Had a couple of friends visiting me from Delhi..... had an amazing time.... we booked this lounge to play Sony vii.... I never knew I was so awesome in virtual tennis :P
Also saw this new game on PS3, which was sumthing like Tekken, but the characters were all from DC Comics....can't wait to play !
btw... I got an award at work today !!! Luckily I had worn formals :P
Did I ever say I don't like wearing formals? I'm so much more comfy in my denims and tees..... but got to.... although I make it a point to wear 'em only till Wednesday... Thurs and Fri are casuals for me :D .....
Now, the big question is, what do you eat when ure hungry at midnight? A sandwich? Fruit? Cake? Anything that doesn't smell?
Looking at my options, I think I'd have to go with cereal..... still haven't bought a gas stove.
Although I kinda like to cook, the part I hate is chopping veggies.... I mean, isn't that supposed to be done like automatically? Does Sanjeev Kapur chop veggies? No, the master chef just cooks..... I think I need volunteers for veggie chopping here....
I've also been feeling that I'm too dramatic with self-analysis and need to chill... as it is, I regularly negate what I've been thinking about myself.... so why do it?

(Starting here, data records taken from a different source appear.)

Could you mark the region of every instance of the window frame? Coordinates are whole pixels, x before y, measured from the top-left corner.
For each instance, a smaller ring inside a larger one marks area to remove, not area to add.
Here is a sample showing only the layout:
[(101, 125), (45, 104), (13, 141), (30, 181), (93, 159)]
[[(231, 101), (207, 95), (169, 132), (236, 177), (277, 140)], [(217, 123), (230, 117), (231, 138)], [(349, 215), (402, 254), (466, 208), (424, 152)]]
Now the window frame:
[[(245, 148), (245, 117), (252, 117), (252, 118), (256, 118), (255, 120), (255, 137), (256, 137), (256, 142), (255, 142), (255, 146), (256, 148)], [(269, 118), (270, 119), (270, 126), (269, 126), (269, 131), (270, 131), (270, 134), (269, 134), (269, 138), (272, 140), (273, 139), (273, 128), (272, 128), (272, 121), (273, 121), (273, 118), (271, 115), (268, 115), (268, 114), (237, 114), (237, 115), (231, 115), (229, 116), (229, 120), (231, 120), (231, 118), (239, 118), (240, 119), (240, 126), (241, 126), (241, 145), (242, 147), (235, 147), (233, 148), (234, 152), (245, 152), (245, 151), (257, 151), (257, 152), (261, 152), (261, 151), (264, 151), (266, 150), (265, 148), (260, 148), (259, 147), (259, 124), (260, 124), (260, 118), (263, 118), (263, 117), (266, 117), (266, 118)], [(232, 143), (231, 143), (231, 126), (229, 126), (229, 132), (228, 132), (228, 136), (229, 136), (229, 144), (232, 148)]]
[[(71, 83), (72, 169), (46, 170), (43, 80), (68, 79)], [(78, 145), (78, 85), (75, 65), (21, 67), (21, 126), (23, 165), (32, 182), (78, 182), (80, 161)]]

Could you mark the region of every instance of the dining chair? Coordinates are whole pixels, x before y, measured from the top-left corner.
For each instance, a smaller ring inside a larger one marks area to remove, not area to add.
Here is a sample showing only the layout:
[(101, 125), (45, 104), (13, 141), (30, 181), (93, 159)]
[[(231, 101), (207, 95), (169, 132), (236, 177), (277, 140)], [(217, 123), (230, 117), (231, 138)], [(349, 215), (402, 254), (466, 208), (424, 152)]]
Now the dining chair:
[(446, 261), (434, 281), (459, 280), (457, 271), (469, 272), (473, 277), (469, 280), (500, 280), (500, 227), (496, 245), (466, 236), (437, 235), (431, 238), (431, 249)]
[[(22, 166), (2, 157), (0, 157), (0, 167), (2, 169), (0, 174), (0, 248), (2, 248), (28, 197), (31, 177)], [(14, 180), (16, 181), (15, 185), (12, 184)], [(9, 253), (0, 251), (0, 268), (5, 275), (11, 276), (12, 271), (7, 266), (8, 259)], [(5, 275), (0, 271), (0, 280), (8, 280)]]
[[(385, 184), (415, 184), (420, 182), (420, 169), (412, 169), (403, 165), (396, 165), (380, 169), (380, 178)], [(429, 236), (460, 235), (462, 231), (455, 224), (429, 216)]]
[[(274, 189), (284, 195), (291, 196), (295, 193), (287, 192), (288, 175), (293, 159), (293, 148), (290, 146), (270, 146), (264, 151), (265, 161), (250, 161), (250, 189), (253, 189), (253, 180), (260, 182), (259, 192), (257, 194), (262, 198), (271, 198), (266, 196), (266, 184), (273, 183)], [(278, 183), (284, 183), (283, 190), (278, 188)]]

Is it really so important to know yourself, to know why you react in certain ways? Is it possible to be afraid of finding out the truth about yourself?
Another theory I have is that there can be no stable description - "This is me" does not hold valid at all times. It doesn't really mean I'm essentially unstable.... but rather that I'm dynamic enough.
Thankfully I've got nothing to complain about....so I'm just gonna be smug and go to sleep.